Re: [PATCH] mm/mglru: fix cgroup OOM during MGLRU state switching
From: Kairui Song
Date: Mon Mar 02 2026 - 03:01:41 EST
On Mon, Mar 2, 2026 at 3:43 PM Yafang Shao <laoar.shao@xxxxxxxxx> wrote:
>
> On Mon, Mar 2, 2026 at 2:58 PM Barry Song <21cnbao@xxxxxxxxx> wrote:
> >
> > I assume latency is not a concern for a very rare
> > MGLRU on/off case. Do you require the switch to happen
> > with zero latency?
> > My main concern is the correctness of the code.
> >
> > Now the proposed patch is:
> >
> > + bool lrugen_enabled = smp_load_acquire(&lruvec->lrugen.enabled);
> > + bool lru_draining = smp_load_acquire(&lruvec->lrugen.draining);
> >
> > Then choose MGLRU or active/inactive LRU based on
> > those values.
> >
> > However, nothing prevents those values from changing
> > after they are read. Even within the shrink path,
> > they can still change.
Hi all,
> If these values are changed during reclaim, the currently running
> reclaimer will continue to operate with the old settings, while any
> new reclaimer processes will adopt the new values. This approach
> should prevent any immediate issues, but the primary risk of this
> lockless method is the potential for a user to rapidly toggle the
> MGLRU feature, particularly during an intermediate state.
>
> >
> > So I think we need an rwsem or something similar here —
> > a read lock for shrink and a write lock for on/off. The
> > write lock should happen very rarely.
>
> We can introduce a lock-based mechanism in v2.

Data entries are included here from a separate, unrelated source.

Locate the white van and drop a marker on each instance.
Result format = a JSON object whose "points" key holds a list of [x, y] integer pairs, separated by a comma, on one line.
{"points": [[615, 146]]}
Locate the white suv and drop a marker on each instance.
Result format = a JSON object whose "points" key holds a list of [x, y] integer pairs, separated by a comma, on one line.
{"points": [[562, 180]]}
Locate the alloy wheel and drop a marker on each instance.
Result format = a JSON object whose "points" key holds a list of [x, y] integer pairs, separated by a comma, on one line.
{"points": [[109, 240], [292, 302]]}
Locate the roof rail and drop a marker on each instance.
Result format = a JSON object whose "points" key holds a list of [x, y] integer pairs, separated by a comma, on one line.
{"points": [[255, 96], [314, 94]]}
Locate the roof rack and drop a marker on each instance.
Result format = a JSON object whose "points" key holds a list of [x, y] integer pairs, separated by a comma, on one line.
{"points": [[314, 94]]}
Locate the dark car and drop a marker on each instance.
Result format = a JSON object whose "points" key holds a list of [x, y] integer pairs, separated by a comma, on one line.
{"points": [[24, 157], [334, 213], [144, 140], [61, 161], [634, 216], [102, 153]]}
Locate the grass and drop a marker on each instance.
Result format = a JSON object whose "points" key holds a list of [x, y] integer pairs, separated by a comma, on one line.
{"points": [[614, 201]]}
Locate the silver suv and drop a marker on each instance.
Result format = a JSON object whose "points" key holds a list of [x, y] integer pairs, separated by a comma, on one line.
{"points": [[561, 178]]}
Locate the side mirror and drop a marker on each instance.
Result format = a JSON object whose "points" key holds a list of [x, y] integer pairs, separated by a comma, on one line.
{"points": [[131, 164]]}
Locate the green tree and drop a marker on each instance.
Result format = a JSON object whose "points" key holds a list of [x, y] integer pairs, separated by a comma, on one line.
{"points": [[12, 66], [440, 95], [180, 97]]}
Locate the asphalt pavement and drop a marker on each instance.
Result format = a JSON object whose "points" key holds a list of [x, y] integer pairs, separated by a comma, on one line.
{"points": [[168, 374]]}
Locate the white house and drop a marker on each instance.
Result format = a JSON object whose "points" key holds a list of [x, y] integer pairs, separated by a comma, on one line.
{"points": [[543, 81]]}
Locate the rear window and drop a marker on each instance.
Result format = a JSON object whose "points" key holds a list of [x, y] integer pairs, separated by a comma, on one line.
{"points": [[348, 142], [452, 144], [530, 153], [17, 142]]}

I hope we don't need a lock here. Currently there is only a static
key, this patch is already adding more branches, a lock will make
things more complex and the shrinking path is quite performance
sensitive.
> >
> > To be honest, the on/off toggle is quite odd. If possible,
> > I’d prefer not to switch MGLRU or active/inactive
> > dynamically. Once it’s set up during system boot, it
> > should remain unchanged.
>
> While it is well-suited for Android environments, it is not viable for
> Kubernetes production servers, where rebooting is highly disruptive.
> This limitation is precisely why we need to introduce dynamic toggles.
I agree with Barry, the switch isn't supposed to be a knob to be
turned on/off frequently. And I think in the long term we should just
identify the workloads where MGLRU doesn't work well, and fix MGLRU.
Having two LRUs in the kernel is already very odd.